Osisko Mining (TSX: OSK; US-OTC: OSKFF) has released third-quarter results that it believes should dispel any remaining doubts about its Canadian Malartic gold mine in Quebec.
“With the millionth ounce of gold production, we have proven beyond a doubt that Canadian Malartic is a solid producer,” president and CEO Sean Roosen said on a conference call.
Beyond the production milestone, the mine’s economics are improving with each quarter, and protecting the company from the severe effects of soft gold prices. Net earnings remained positive at $9.8 million or 2¢ per share, and while that was less than the 7¢ per share it reported for the same period last year, it shows that the mine can perform in a tough price environment.
Even more reflective of the mine reaching its potential are cash flows from operating activities, which are often considered a better gauge of a company’s economic health. Cash flows rang in at $70.7 million, beating last year’s tally of $55.8 million.
The lofty dollar sums came from the mine exceeding nameplate throughput of 54,000 tonnes per day. That helped Osisko record gold production of 120,208 oz., at operating cash costs of $754 per ounce.

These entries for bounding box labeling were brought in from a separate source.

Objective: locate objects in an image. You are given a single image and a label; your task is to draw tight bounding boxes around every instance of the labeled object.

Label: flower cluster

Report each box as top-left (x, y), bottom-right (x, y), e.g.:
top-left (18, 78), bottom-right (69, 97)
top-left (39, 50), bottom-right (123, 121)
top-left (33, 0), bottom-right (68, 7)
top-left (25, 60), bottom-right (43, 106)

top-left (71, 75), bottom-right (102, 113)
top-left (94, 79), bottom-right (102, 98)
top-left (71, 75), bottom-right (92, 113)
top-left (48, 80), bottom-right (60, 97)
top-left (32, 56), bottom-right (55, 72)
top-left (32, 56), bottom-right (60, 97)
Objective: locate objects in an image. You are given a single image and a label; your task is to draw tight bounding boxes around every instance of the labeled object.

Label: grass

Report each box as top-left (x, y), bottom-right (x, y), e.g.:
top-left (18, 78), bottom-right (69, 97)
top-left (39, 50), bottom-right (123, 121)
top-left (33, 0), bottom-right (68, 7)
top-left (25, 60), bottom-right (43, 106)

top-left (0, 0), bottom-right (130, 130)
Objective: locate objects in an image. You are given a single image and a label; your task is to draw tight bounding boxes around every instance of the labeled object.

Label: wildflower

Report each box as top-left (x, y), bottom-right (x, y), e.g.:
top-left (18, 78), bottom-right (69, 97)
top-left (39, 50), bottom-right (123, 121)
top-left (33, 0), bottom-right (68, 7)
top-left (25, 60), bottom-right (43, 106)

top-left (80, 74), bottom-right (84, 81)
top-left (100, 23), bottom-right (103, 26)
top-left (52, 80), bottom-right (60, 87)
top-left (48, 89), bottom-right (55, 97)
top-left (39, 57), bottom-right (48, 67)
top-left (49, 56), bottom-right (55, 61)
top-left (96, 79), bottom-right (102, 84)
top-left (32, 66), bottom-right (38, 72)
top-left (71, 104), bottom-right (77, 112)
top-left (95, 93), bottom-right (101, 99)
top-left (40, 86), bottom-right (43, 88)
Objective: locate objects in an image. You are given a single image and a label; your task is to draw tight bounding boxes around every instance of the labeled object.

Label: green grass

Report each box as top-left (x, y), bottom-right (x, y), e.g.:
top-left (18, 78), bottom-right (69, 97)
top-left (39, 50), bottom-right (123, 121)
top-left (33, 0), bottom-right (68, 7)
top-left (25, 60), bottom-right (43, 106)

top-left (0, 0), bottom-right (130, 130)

Much of the reason for the good news was the mining fleet moving into the pit’s North zone. While drilling at the North wall is difficult because of its irregular surface — requiring smaller drills and the added cost of levelling the ground with tailings — the better grades and better recoveries at the mill are worth the effort.
And, as the pit deepens at the North wall, mining should become less complicated and costs should drop.
Roosen said that surface-mining costs are $3.50 to $4 per tonne. But with Osisko 80% finished building the second- and third-level benches, costs should fall into the $2.75- to $3.25-per-tonne range. At this time, the fourth bench and deeper costs fall into the $2.25 to $2.50 range.
As mining goes deeper, fragmentation also increases, which should make milling easier and more cost effective.
The company currently blends ore from near the surface of the north wall with lower-grade material.
“The best fragmentation we get is down in the fifth and sixth benches,” Roosen explains. “The first two to three benches don’t generate the fines we’d like to see.”
The North zone is providing 25–35% of the ore going to the mill.
Scotiabank analyst Leily Omoumi was impressed by the operating cash flows, especially in light of the “underwhelming” grade of 0.90 gram per tonne.
“We believe they did process 1 gram per tonne material in September, however it appears July and August were lower than we expected,” she wrote. “The key here is that access to the high-grade North zone gives them access to 1.2 gram-per-tonne-plus grades, and as the pit opens up this access is improving over time.”
Osisko reaffirmed production guidance of 485,000 oz. gold for the year. Omoumi says this means that grades will improve throughout the fourth quarter.
The company has produced 338,000 oz. gold so far, leaving a 147,000 oz. gap before reaching guidance.
To get there, Omoumi says it will have to continue at the 55,000-tonne-per-day clip, with online time at 92%, combined with an average grade of at least 1.10 grams per tonne.
Leily rates Osisko as “sector outperform,” with a $6.25-per-share target price.
On Nov. 8, Osisko’s stock was trading 6¢ higher at $4.57, on 3.08 million shares traded.
The reported $754 per oz. cash costs are an 11% improvement over last year, and the 54,000-tonne-per-day throughput represents a 25% increase over last year.
The mine’s production profile has also improved. Canadian Malartic has gone from producing 91,000 oz. gold in last year’s first quarter to the 120,000 oz. it produced in the most recent quarter.
On the financial side, Osisko’s vice-president and chief financial officer Bryan Coates heralded the company’s ability to renegotiate the terms on its $225-million, long-term debt.
Osisko extended principal repayment by one year, converted its variable interest rate to a fixed rate and reduced its overall interest charge on the debt.
“The take-away from this renegotiation is the confidence that our financial partners have in us,” Coates said. Those partners include the Canada Pension Plan and the Quebec government.
The quarter also saw its cash position grow by $16 million to $171.6 million, while debt was reduced by $9 million, “which demonstrates the cash-generating machine that Canadian Malartic is,” Coates said.
“With these large, open-pit mines, you’ve got to find them, build them, bring them up to nameplate capacity and capture whatever margins you can get from gold price,” Coates continued.
Another development for the mine, which sits on the southern end of the town of Malartic, is improved community relations, based on the company keeping the operation as quiet as possible.
“I think we’ve become a good neighbour in terms of our noise,” Roosen said. “It is probably the quietest mine in the world at this point, and companies from around the world come to see how we do it.”